Menanggapi siaran pers tersebut, Pemerintah Republik Indonesia melalui Perwakilan Tetap Republik Indonesia di Jenewa, ingin menyampaikan hal-hal sebagai berikut yang tertuang dalam keterangan pers di situs mission-indonesia, Jumat, 26 November 2021:
- Pemerintah Indonesia dengan tegas menolak upaya Pelapor Khusus untuk menyalahartikan dua kasus yang diangkat dalam siaran pers tersebut sebagai upaya menggunakan hukum dan peraturan berlaku untuk membungkam kebebasan berekspresi dan menargetkan masyarakat sipil di Indonesia.
- Kasus-kasus yang diangkat dalam siaran pers tersebut adalah murni masalah sengketa hukum antara warga negara Indonesia yang menggunakan hak-hak hukum mereka yang sah.
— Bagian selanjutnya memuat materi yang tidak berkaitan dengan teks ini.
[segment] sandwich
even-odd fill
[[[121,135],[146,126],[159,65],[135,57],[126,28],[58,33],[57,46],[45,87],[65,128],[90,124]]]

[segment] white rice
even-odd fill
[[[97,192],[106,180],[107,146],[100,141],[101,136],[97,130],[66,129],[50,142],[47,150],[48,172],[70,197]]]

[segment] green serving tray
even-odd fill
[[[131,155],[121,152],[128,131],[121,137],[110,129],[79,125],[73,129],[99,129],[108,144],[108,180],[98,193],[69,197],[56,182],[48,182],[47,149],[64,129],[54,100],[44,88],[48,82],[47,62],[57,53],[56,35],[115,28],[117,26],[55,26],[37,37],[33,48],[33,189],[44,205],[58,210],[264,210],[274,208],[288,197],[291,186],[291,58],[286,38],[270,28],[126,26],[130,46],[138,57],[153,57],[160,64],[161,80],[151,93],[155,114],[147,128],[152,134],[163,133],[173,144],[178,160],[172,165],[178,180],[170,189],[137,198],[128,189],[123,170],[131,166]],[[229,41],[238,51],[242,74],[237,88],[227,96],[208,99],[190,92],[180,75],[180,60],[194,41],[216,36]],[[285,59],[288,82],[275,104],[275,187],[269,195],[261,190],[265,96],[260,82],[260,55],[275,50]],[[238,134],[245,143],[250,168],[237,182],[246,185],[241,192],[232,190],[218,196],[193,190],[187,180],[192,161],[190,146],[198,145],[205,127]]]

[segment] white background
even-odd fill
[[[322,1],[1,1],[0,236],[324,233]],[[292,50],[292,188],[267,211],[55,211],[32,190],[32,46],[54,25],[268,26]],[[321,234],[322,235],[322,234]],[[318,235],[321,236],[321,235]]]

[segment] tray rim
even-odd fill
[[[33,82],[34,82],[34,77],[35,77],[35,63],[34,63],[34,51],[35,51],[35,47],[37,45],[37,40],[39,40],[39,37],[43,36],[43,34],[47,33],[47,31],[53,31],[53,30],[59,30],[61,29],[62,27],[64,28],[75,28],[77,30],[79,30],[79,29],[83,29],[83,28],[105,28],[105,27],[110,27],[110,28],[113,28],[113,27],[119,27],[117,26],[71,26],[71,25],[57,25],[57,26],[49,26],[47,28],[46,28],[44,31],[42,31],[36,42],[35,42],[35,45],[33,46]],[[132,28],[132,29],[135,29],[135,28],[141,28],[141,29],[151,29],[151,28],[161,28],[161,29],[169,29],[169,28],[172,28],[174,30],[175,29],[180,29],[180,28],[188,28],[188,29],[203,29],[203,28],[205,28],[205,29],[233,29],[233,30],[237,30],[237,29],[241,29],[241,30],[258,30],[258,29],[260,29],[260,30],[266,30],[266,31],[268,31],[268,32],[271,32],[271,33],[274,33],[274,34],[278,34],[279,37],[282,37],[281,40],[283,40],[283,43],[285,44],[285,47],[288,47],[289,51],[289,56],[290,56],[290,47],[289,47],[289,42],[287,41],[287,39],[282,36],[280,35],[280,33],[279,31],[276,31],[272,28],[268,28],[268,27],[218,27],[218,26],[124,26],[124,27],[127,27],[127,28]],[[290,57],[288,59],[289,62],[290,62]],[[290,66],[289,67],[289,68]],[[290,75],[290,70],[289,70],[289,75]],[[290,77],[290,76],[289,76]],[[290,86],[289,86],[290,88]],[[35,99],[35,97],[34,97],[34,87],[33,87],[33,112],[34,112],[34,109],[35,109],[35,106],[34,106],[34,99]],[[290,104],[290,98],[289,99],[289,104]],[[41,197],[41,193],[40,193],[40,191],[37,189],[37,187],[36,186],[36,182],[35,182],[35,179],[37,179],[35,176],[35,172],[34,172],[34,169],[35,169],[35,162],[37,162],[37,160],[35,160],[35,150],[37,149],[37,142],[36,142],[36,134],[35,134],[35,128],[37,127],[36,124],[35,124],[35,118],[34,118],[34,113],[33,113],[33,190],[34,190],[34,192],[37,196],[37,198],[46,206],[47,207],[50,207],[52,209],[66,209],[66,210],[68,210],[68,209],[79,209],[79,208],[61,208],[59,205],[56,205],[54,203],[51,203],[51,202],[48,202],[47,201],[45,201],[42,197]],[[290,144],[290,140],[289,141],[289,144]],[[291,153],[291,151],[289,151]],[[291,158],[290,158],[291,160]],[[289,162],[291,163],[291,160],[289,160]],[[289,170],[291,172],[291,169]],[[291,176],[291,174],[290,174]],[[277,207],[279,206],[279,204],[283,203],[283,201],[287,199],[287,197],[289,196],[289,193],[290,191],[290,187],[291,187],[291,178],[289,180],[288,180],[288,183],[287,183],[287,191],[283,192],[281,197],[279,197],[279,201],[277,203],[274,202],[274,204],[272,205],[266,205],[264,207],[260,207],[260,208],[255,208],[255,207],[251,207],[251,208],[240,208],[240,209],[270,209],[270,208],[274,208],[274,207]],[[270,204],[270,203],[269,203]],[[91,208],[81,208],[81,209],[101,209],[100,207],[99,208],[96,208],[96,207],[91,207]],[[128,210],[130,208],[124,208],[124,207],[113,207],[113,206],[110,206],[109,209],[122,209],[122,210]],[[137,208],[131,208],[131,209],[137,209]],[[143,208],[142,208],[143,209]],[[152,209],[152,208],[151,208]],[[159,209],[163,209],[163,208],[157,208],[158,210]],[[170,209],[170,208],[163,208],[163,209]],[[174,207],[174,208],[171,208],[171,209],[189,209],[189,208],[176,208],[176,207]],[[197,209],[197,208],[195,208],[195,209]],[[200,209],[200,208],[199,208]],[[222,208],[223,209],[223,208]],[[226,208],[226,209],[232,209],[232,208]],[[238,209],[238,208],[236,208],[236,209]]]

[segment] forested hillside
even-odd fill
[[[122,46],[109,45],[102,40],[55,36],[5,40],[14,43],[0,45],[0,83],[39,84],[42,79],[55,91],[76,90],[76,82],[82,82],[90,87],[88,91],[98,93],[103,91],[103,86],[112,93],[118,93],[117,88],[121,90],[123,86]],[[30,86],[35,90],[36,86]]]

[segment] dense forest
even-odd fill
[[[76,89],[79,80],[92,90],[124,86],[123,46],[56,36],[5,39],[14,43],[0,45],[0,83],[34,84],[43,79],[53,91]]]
- Indonesia adalah negara hukum. Pemerintah Indonesia menghormati dan melindungi asas persamaan di hadapan hukum bagi seluruh warga negara Indonesia.
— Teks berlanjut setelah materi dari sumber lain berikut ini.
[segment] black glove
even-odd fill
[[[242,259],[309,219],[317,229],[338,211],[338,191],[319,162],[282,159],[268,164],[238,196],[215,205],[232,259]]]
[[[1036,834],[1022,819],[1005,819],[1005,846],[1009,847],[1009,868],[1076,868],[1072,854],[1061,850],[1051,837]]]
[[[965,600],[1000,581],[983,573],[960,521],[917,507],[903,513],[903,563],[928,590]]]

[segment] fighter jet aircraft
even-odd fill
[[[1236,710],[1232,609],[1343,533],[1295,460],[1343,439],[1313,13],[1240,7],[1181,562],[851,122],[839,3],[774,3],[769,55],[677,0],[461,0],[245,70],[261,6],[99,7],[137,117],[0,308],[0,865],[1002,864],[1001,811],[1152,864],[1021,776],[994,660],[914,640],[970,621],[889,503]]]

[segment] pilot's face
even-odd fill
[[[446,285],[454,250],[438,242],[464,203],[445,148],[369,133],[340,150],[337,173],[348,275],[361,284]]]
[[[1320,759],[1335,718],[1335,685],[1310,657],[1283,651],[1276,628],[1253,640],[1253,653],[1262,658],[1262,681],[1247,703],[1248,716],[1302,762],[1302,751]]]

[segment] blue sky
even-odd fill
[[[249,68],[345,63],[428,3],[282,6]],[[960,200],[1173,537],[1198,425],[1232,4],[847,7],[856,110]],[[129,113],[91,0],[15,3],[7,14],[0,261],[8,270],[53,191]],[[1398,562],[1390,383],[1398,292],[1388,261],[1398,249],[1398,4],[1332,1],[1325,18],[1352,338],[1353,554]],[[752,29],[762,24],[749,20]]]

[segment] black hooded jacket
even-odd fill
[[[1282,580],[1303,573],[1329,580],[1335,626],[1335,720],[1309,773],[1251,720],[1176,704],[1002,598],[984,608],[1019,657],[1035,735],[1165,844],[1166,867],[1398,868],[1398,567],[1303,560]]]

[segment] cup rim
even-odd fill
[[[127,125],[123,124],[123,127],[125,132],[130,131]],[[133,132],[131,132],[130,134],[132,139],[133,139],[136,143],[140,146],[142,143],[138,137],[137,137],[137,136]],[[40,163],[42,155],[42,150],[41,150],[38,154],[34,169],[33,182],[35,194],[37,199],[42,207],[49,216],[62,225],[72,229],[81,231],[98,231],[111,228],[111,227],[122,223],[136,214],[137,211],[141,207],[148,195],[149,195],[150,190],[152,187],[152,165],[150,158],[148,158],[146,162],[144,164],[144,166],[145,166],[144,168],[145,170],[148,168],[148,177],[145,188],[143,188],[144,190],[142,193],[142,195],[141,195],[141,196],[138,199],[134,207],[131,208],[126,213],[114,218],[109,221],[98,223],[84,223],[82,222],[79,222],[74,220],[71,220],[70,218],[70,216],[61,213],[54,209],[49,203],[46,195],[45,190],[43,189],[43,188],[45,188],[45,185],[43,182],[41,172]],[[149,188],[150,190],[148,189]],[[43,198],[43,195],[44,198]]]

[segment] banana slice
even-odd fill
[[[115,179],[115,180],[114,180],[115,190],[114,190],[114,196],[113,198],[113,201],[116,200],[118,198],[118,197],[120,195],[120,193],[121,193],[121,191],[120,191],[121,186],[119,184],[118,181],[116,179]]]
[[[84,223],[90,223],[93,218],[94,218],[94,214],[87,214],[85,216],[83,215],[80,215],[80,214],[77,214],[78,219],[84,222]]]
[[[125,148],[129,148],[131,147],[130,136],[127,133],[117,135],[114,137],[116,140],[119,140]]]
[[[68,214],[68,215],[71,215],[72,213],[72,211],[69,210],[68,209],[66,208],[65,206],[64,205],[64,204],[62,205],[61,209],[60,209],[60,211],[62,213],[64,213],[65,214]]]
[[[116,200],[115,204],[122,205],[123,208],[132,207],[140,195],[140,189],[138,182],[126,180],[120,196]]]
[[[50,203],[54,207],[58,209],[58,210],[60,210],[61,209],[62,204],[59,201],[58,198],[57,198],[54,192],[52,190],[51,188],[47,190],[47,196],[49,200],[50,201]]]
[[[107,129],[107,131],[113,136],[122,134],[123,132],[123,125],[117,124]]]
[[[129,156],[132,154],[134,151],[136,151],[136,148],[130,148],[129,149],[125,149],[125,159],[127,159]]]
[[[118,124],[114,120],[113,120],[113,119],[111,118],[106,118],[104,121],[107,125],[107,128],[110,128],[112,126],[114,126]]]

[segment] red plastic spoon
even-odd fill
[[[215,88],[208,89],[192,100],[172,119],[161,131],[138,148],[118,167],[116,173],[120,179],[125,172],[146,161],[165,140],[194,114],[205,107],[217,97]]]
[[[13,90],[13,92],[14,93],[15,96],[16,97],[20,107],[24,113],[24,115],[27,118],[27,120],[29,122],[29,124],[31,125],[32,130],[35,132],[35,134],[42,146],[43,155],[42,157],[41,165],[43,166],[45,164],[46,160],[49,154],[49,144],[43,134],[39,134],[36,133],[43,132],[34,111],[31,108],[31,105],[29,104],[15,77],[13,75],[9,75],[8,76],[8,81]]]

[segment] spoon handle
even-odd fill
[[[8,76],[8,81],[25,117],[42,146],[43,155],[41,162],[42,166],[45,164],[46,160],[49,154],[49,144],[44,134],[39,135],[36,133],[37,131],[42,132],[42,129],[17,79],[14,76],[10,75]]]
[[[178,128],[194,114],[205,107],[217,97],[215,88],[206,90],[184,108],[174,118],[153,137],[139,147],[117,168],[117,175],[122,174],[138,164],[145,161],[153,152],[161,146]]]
- Pelapor Khusus harus membedakan antara tindakan hukum yang sah dan "pelecehan yudisial." Sayangnya, Pelapor Khusus tidak meluangkan waktu untuk mempelajari dan memahami sistem hukum Indonesia, dan proses hukum yang sedang berlangsung terkait dua kasus dalam siaran pers tersebut. Pemahaman yang lebih jelas mengenai sistem dan proses hukum di Indonesia akan memastikan bahwa pekerjaan Pelapor Khusus dapat dipercaya, akuntabel dan profesional.
- Pemerintah Indonesia mendesak Pelapor Khusus untuk menahan diri dalam melanjutkan praktik diplomasi megafon, yang diarahkan untuk memajukan kepentingan pribadi tanpa mempertimbangkan mandatnya secara komprehensif.
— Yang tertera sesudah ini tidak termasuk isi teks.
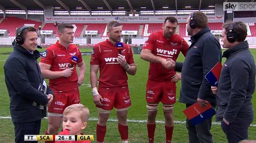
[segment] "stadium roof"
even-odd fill
[[[223,2],[249,2],[254,0],[0,0],[0,8],[5,9],[43,9],[52,5],[61,9],[84,10],[175,10],[209,8]],[[1,7],[2,6],[2,7]],[[191,8],[185,8],[191,6]],[[163,7],[168,7],[163,8]],[[77,9],[77,7],[81,9]],[[146,7],[141,8],[141,7]],[[99,9],[99,7],[103,8]]]

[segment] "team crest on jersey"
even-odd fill
[[[45,50],[43,53],[42,53],[42,54],[41,55],[41,56],[42,56],[42,57],[45,58],[46,57],[47,55],[47,51]]]
[[[76,55],[76,52],[73,53],[70,53],[69,54],[70,54],[71,56],[74,56]]]
[[[176,46],[178,44],[178,43],[172,43],[171,42],[170,42],[170,43],[171,43],[171,44],[173,46]]]

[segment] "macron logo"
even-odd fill
[[[155,94],[155,93],[154,93],[153,91],[151,91],[150,90],[148,90],[147,91],[147,93],[150,94]]]
[[[156,48],[156,51],[157,52],[159,53],[163,53],[166,54],[166,53],[168,55],[173,55],[174,54],[177,54],[177,50],[173,49],[172,51],[169,51],[166,50],[165,50],[161,49],[160,49]]]
[[[129,103],[129,102],[130,102],[130,99],[129,99],[127,100],[124,100],[124,102],[125,102],[126,103]]]
[[[168,96],[168,98],[169,98],[169,99],[170,99],[171,100],[173,100],[174,99],[174,98],[175,97],[175,96],[173,96],[172,97],[170,97],[170,96]]]

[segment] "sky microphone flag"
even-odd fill
[[[117,51],[118,51],[119,54],[121,55],[122,51],[123,51],[123,49],[124,48],[123,44],[121,42],[118,42],[117,43],[116,47]]]
[[[70,62],[71,65],[70,68],[72,68],[75,65],[78,61],[78,58],[76,56],[72,56],[71,57],[71,61]]]
[[[212,86],[218,86],[218,83],[222,68],[221,63],[219,61],[205,75],[205,78]]]
[[[216,114],[214,109],[209,102],[207,106],[202,107],[198,102],[188,107],[182,111],[188,119],[194,125],[201,123]]]

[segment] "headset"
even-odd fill
[[[231,24],[229,27],[229,31],[227,35],[227,39],[230,43],[233,43],[237,39],[237,36],[234,31],[234,28],[235,24],[234,22]]]
[[[19,29],[18,30],[18,35],[15,38],[15,40],[16,40],[16,43],[20,45],[23,44],[25,40],[24,37],[21,36],[21,33],[23,30],[28,27],[29,26],[23,25],[19,28]]]
[[[189,26],[191,29],[194,29],[196,28],[196,21],[194,20],[194,15],[195,12],[192,13],[190,14],[190,22],[189,22]]]

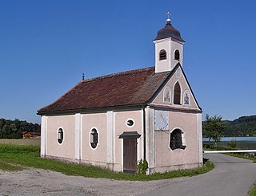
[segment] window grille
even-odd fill
[[[181,130],[175,129],[170,133],[170,147],[171,150],[186,148],[186,146],[183,146],[182,144],[182,135]]]

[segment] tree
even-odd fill
[[[202,123],[202,132],[209,139],[214,139],[215,145],[217,145],[217,142],[221,140],[226,128],[226,125],[222,121],[220,116],[215,115],[214,117],[210,117],[206,114],[206,120]]]

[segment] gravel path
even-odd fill
[[[0,171],[0,195],[139,195],[184,178],[130,182],[68,176],[39,169]]]

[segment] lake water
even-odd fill
[[[237,142],[238,149],[256,150],[256,137],[223,137],[220,142],[218,142],[218,146],[226,146],[231,140]],[[210,141],[208,138],[202,138],[203,143],[214,143],[214,141]]]

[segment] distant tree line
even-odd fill
[[[218,141],[223,136],[255,136],[256,116],[242,116],[233,121],[222,120],[221,116],[206,115],[202,122],[203,135]]]
[[[38,123],[28,123],[26,120],[0,119],[0,138],[19,139],[22,131],[40,132],[41,127]]]
[[[256,116],[242,116],[233,121],[225,120],[225,136],[245,136],[256,135]]]

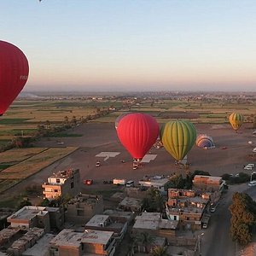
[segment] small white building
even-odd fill
[[[144,177],[138,183],[141,186],[154,187],[164,193],[166,191],[166,187],[170,183],[170,179],[162,176]]]

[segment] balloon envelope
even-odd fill
[[[206,134],[201,134],[197,137],[196,145],[200,148],[212,148],[212,147],[214,147],[212,138]]]
[[[163,127],[160,136],[166,151],[177,160],[182,160],[195,142],[196,130],[189,121],[170,121]]]
[[[115,119],[115,122],[114,122],[114,127],[115,127],[115,129],[118,129],[121,119],[122,119],[123,117],[126,116],[126,115],[129,114],[129,113],[124,113],[120,114],[120,115]]]
[[[117,134],[131,155],[141,160],[155,143],[159,136],[159,125],[148,114],[129,113],[119,121]]]
[[[240,113],[232,113],[230,115],[230,123],[235,131],[237,131],[243,123],[243,116]]]
[[[23,52],[8,42],[0,41],[0,115],[23,89],[28,69]]]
- Indonesia berkomitmen untuk memajukan demokrasi dan pemajuan serta perlindungan HAM – termasuk hak-hak pembela HAM, serta menjaga masyarakat sipil yang kuat di tingkat nasional, regional, dan global.
"Pelecehan yudisial" yang dimaksud terkait dengan pernyataan Fatia Maulidiyanti dan Hariz Azhar mengenai dugaan keterlibatan petinggi militer Indonesia dalam bisnis tambang emas di Blok Wabu di Intan Jaya, Papua.